The lawsuit has demanded compensation for California consumers who purchased credit monitoring services from Equifax prior to Sept. 7, 2017, to the tune of $2,500 per violation. San Francisco becomes the first city in the U.S. to sue Equifax for compromising the personal information of 143 million consumers.
“Equifax made a bad situation worse”
Herrera said, “Equifax’s incompetence would be comical if the subject matter weren’t so serious,” while adding, “This company fell asleep at the switch and upended the lives of millions of people. The information that Equifax failed to safeguard is what people need to open a bank account, buy a home or rent an apartment. Now Californians have been put at risk of identity theft for years to come.”
Herrera also claimed that the credit reporting company discovered the massive data breach on July 29, 2017 but it alerted the consumers (some of them are based out of the U.S.) after six weeks on September 7, 2017.
“Equifax made a bad situation worse,” Herrera said while adding, “Their delay prevented more than 15 million California consumers from taking immediate action to protect themselves from the risk of identity theft and fraud.”

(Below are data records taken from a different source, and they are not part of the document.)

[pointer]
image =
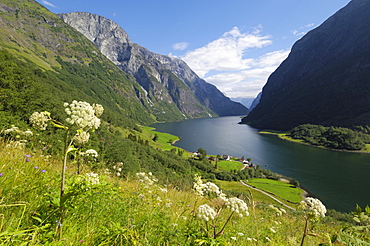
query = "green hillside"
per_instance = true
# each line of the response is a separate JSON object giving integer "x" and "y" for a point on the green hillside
{"x": 45, "y": 62}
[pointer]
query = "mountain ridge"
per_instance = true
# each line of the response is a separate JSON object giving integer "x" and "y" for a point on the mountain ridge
{"x": 324, "y": 79}
{"x": 168, "y": 78}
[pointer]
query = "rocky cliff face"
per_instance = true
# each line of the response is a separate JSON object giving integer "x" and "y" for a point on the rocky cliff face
{"x": 325, "y": 79}
{"x": 169, "y": 84}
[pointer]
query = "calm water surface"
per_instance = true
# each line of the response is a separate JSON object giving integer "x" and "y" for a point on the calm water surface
{"x": 338, "y": 179}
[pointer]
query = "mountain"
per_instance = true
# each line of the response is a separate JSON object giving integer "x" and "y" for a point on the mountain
{"x": 246, "y": 101}
{"x": 255, "y": 101}
{"x": 325, "y": 78}
{"x": 44, "y": 62}
{"x": 166, "y": 81}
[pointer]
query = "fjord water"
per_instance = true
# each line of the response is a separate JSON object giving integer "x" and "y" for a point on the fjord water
{"x": 338, "y": 179}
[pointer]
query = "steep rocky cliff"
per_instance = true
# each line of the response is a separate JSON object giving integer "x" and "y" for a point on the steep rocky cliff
{"x": 326, "y": 77}
{"x": 167, "y": 81}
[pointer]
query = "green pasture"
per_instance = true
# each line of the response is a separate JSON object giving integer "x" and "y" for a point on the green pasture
{"x": 229, "y": 165}
{"x": 281, "y": 189}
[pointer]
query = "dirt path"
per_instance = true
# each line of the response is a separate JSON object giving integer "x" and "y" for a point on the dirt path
{"x": 249, "y": 186}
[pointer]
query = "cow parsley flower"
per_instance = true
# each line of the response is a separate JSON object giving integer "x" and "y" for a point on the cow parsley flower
{"x": 91, "y": 152}
{"x": 238, "y": 206}
{"x": 82, "y": 114}
{"x": 207, "y": 189}
{"x": 28, "y": 133}
{"x": 92, "y": 178}
{"x": 313, "y": 207}
{"x": 81, "y": 137}
{"x": 147, "y": 179}
{"x": 98, "y": 109}
{"x": 206, "y": 213}
{"x": 39, "y": 120}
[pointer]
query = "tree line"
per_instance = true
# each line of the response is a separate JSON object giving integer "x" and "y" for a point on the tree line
{"x": 333, "y": 137}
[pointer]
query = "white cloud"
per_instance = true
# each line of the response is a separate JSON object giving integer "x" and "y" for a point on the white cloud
{"x": 48, "y": 4}
{"x": 299, "y": 32}
{"x": 180, "y": 46}
{"x": 224, "y": 61}
{"x": 225, "y": 53}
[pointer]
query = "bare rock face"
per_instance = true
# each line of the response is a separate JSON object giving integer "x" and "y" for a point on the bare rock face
{"x": 325, "y": 78}
{"x": 169, "y": 83}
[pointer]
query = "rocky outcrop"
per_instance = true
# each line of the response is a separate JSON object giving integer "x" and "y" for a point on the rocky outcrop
{"x": 256, "y": 101}
{"x": 170, "y": 85}
{"x": 325, "y": 78}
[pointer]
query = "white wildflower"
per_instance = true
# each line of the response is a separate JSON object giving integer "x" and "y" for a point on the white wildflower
{"x": 207, "y": 189}
{"x": 238, "y": 206}
{"x": 91, "y": 152}
{"x": 82, "y": 114}
{"x": 147, "y": 180}
{"x": 14, "y": 129}
{"x": 206, "y": 213}
{"x": 39, "y": 120}
{"x": 313, "y": 207}
{"x": 164, "y": 190}
{"x": 81, "y": 137}
{"x": 98, "y": 109}
{"x": 278, "y": 211}
{"x": 28, "y": 133}
{"x": 92, "y": 178}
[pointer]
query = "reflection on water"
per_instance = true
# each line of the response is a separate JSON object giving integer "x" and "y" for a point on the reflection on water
{"x": 339, "y": 179}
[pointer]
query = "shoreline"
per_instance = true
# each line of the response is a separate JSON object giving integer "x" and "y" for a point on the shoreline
{"x": 279, "y": 135}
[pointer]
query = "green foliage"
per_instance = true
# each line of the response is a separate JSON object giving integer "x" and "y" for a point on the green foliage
{"x": 332, "y": 137}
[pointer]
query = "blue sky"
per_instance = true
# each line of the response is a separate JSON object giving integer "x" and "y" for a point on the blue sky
{"x": 234, "y": 44}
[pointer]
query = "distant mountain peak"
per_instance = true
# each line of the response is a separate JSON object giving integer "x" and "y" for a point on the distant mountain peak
{"x": 167, "y": 80}
{"x": 325, "y": 79}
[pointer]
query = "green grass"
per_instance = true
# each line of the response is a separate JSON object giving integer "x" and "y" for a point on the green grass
{"x": 286, "y": 136}
{"x": 229, "y": 165}
{"x": 164, "y": 140}
{"x": 280, "y": 189}
{"x": 123, "y": 211}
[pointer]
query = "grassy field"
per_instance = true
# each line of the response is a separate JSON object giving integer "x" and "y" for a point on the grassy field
{"x": 236, "y": 186}
{"x": 229, "y": 165}
{"x": 280, "y": 189}
{"x": 111, "y": 210}
{"x": 285, "y": 136}
{"x": 164, "y": 140}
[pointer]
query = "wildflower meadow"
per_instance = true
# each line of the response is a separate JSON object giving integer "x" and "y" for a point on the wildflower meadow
{"x": 73, "y": 198}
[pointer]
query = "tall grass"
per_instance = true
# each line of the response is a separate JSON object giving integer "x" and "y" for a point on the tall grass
{"x": 125, "y": 211}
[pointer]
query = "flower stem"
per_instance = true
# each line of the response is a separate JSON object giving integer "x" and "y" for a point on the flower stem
{"x": 305, "y": 231}
{"x": 62, "y": 185}
{"x": 223, "y": 228}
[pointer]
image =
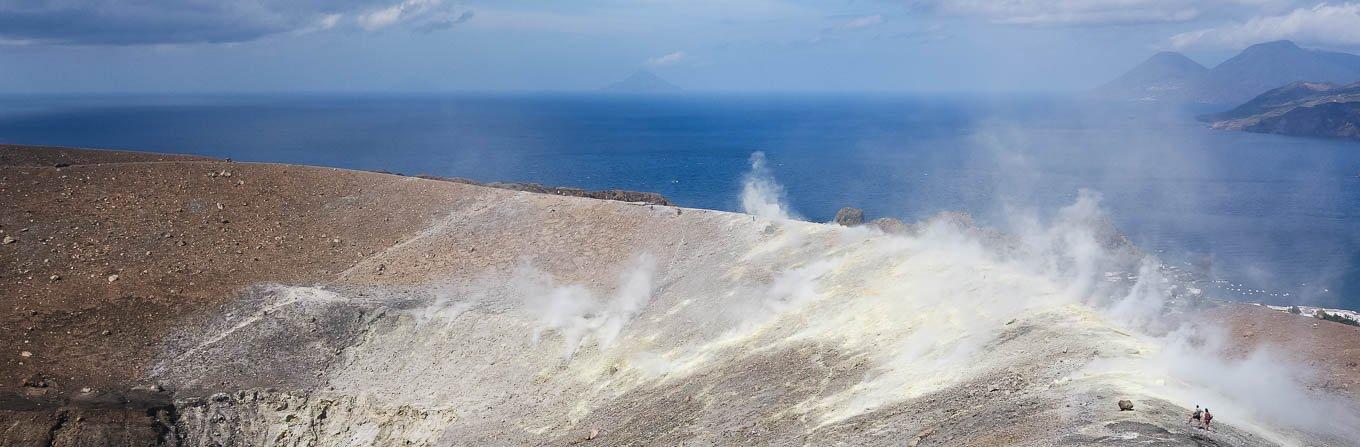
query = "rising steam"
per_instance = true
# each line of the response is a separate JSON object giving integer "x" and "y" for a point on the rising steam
{"x": 580, "y": 314}
{"x": 760, "y": 194}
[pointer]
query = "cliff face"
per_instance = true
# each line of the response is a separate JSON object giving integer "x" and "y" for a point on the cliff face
{"x": 1299, "y": 109}
{"x": 1173, "y": 78}
{"x": 312, "y": 306}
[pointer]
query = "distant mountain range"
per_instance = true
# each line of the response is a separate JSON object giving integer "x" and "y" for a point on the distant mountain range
{"x": 1174, "y": 78}
{"x": 642, "y": 82}
{"x": 1302, "y": 109}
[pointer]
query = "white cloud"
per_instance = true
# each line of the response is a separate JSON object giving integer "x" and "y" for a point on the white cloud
{"x": 420, "y": 14}
{"x": 667, "y": 59}
{"x": 1323, "y": 23}
{"x": 170, "y": 22}
{"x": 862, "y": 22}
{"x": 1073, "y": 12}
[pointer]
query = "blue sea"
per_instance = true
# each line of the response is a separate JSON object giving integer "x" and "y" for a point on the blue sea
{"x": 1276, "y": 219}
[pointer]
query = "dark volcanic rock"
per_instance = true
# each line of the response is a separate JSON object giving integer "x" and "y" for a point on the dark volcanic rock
{"x": 1173, "y": 78}
{"x": 1300, "y": 109}
{"x": 850, "y": 216}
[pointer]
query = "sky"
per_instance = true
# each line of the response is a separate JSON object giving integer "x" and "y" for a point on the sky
{"x": 706, "y": 45}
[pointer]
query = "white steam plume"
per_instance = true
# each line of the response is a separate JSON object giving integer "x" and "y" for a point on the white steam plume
{"x": 580, "y": 314}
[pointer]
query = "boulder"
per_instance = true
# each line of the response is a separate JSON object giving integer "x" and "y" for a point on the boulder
{"x": 850, "y": 216}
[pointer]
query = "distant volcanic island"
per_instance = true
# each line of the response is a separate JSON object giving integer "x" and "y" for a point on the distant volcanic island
{"x": 184, "y": 300}
{"x": 1279, "y": 87}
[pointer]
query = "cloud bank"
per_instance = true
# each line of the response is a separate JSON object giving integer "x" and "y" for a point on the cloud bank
{"x": 138, "y": 22}
{"x": 667, "y": 59}
{"x": 1046, "y": 12}
{"x": 1325, "y": 23}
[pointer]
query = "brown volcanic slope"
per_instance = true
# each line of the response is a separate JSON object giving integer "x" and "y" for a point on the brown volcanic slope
{"x": 116, "y": 247}
{"x": 117, "y": 253}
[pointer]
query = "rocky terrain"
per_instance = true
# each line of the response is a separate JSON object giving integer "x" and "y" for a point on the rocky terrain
{"x": 1299, "y": 109}
{"x": 157, "y": 299}
{"x": 1170, "y": 76}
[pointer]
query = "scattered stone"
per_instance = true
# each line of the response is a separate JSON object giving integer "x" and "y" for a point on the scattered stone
{"x": 37, "y": 381}
{"x": 921, "y": 436}
{"x": 850, "y": 216}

Amidst the turmoil, embattled Equifax gets a new CEO
Ironically, the lawsuit was filed on same day when Equifax’s CEO Richard Smith “stepped down”, following the company’s chief security officer and chief information officer also retiring. Meanwhile, Paulino do Rego Barros Jr. has been appointed as interim chief executive as the company searches for a permanent replacement.
In an open letter titled, “On Behalf of Equifax, I’m Sorry”, published in The Wall Street Journal, Barros wrote, “On behalf of Equifax, I want to express my sincere and total apology to every consumer affected by our recent data breach. People across the country and around the world, including our friends and family members, put their trust in our company. We didn’t live up to expectations”.
While declining to comment on pending litigation, a spokesperson from Equifax told media, “it wants to reassure consumers that we are remaining focused on helping them navigate the situation and providing the best customer support possible.”
The Department of Justice in Atlanta and the Federal Trade Commission have initiated investigation into the massive data breach by Equifax. The credit reporting giant that faces more than 20 private breach-related lawsuits nationwide has also begun an internal investigation with FBI officials.
The breach, that reportedly took place in May to July this year, is considered serious as the data includes names, social security numbers, addresses, credit card numbers, and other financial details that could be used by criminals to steal people’s identities for financial gain.